Alors que l’est de la République démocratique du Congo reste en proie à une crise sécuritaire majeure, nourrie par les affrontements entre les FARDC, les groupes armés et les rebelles de l’AFC-M23, une question brûlante circule dans les couloirs diplomatiques : les États-Unis enverront-ils des troupes pour appuyer l’armée congolaise ? Washington a tranché : pas d’intervention militaire directe. Mais un soutien accru, ciblé et stratégique est bien à l’ordre du jour.
Une position de principe : pas de bottes américaines au sol
Interrogé cette semaine à Nairobi, John Brennan, numéro deux du commandement américain pour l’Afrique (AFRICOM), a clarifié la posture américaine. « Ce n’est pas un conflit que l’on peut résoudre par la force. Il requiert une réponse régionale, soutenue par une pression diplomatique cohérente et une volonté politique locale », a-t-il affirmé. Pour Washington, la crise dans l’est de la RDC est « multiforme », mêlant des intérêts économiques, ethniques, géopolitiques, et des dynamiques transfrontalières complexes.
En clair : pas question d’envoyer des soldats américains dans une guerre aux lignes mouvantes, aux acteurs multiples, et où toute intervention pourrait être interprétée comme un acte de guerre ou d’ingérence.
Une stratégie d’appui indirect, mais renforcé
Même sans troupes sur le terrain, les États-Unis restent présents via une stratégie dite de « soft power militaire ». Washington privilégie la formation des cadres militaires congolais, la réforme de la chaîne de commandement, l’amélioration des systèmes logistiques et de gestion des ressources humaines dans l’armée congolaise, ainsi que la sensibilisation au droit international humanitaire.

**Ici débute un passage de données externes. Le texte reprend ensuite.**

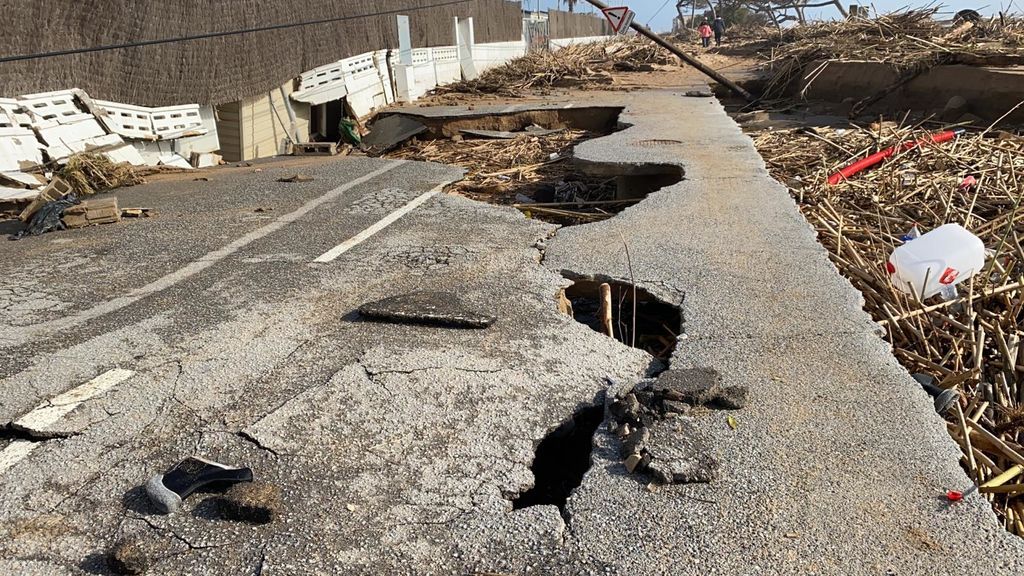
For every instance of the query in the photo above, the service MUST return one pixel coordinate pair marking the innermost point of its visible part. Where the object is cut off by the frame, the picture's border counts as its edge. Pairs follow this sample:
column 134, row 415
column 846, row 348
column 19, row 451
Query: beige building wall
column 259, row 126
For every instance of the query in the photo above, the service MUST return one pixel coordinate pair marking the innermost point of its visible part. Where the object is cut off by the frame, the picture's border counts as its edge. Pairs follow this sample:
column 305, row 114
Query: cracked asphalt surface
column 398, row 447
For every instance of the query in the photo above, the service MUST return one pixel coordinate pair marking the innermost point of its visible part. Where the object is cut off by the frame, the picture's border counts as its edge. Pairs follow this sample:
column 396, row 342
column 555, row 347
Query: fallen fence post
column 683, row 56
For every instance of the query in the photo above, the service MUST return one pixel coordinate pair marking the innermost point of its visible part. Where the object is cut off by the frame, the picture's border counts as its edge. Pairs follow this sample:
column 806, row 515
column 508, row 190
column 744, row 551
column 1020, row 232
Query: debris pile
column 970, row 343
column 90, row 173
column 572, row 66
column 87, row 141
column 653, row 422
column 530, row 172
column 911, row 40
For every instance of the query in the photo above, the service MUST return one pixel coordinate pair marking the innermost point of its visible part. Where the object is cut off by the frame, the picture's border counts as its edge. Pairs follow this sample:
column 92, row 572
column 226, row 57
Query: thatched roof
column 216, row 70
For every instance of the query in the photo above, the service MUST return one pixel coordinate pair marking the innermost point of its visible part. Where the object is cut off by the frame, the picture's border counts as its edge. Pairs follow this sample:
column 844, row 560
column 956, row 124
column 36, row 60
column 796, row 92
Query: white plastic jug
column 937, row 260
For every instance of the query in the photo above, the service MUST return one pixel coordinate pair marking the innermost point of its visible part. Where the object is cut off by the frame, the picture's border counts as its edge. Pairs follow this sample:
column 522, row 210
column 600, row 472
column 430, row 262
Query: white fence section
column 365, row 80
column 153, row 123
column 376, row 79
column 56, row 108
column 322, row 84
column 495, row 54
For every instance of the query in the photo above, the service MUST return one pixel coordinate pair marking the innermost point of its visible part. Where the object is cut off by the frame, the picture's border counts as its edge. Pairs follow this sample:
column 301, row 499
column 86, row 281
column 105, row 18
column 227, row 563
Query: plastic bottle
column 936, row 261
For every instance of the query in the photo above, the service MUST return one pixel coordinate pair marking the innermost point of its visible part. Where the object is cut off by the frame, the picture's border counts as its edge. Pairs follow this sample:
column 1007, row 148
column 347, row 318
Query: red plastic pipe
column 879, row 157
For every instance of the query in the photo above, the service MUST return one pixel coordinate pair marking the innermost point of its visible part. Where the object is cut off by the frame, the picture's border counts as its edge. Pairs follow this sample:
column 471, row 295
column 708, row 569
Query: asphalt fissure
column 561, row 459
column 626, row 313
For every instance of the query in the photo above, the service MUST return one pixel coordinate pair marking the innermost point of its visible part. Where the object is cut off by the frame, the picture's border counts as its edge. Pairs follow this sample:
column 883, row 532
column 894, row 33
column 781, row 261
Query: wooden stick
column 604, row 314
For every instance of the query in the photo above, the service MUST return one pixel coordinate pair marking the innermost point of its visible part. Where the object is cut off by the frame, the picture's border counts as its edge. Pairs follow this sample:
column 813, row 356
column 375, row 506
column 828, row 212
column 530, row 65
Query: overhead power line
column 38, row 55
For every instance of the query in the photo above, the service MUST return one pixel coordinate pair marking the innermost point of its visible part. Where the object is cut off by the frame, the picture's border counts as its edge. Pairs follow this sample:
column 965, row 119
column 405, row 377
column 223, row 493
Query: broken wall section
column 223, row 69
column 571, row 25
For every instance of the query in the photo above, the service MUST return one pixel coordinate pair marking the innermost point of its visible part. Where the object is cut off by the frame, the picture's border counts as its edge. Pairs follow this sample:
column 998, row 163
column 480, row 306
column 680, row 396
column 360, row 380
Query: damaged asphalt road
column 402, row 448
column 389, row 438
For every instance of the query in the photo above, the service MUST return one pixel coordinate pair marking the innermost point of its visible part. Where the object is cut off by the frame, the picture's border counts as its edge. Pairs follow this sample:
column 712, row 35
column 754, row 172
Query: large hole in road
column 561, row 460
column 608, row 307
column 525, row 160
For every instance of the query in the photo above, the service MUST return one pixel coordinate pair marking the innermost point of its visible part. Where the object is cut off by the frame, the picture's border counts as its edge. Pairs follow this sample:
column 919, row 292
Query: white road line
column 383, row 223
column 48, row 413
column 189, row 270
column 14, row 453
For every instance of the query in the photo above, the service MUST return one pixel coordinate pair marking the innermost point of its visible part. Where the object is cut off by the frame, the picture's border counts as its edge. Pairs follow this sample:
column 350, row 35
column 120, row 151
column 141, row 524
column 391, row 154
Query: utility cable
column 39, row 55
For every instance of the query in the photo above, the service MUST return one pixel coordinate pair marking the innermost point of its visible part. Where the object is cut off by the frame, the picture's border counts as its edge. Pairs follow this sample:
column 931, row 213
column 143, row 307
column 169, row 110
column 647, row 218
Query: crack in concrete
column 255, row 442
column 176, row 536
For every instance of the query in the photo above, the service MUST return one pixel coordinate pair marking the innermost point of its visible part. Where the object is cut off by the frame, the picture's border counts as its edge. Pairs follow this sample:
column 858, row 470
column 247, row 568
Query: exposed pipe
column 879, row 157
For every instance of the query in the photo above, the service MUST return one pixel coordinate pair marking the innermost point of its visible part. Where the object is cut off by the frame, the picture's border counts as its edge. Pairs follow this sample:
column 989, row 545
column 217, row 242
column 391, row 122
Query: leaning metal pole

Des sessions techniques ont déjà été menées ces derniers mois avec des officiers des FARDC. L’accent est également mis sur la lutte contre les groupes armés transfrontaliers qui déstabilisent l’est de la RDC et menacent les intérêts régionaux, notamment autour du corridor stratégique de Lobito.
Une coopération guidée par des intérêts économiques
Derrière cette posture prudente, les intérêts économiques américains ne sont pas en reste. Washington entend sécuriser ses investissements, notamment dans le corridor de Lobito, un axe ferroviaire et logistique reliant l’Angola, la RDC et la Zambie, essentiel pour l’exportation de minerais stratégiques comme le cuivre et le cobalt.
La RDC étant appelée à jouer un rôle majeur dans la transition énergétique mondiale, les États-Unis veulent garantir la stabilité des zones d’extraction et de transit, sans pour autant tomber dans le piège d’une militarisation directe.
Une coopération encore limitée, mais en évolution
Comparée à d’autres pays africains, la coopération militaire américano-congolaise reste modeste. En Somalie, les États-Unis fournissent un appui opérationnel quotidien, forment des unités spéciales et participent à des frappes ciblées contre les groupes djihadistes. En Angola, un partenariat structuré a été lancé récemment dans le cadre du State Partnership Program, un dispositif associant les forces locales à une Garde nationale américaine.
À Kinshasa, les marges de progression sont réelles, mais dépendent fortement de la volonté politique locale de réformer l’appareil militaire, de lutter contre la corruption et de consolider l’État de droit.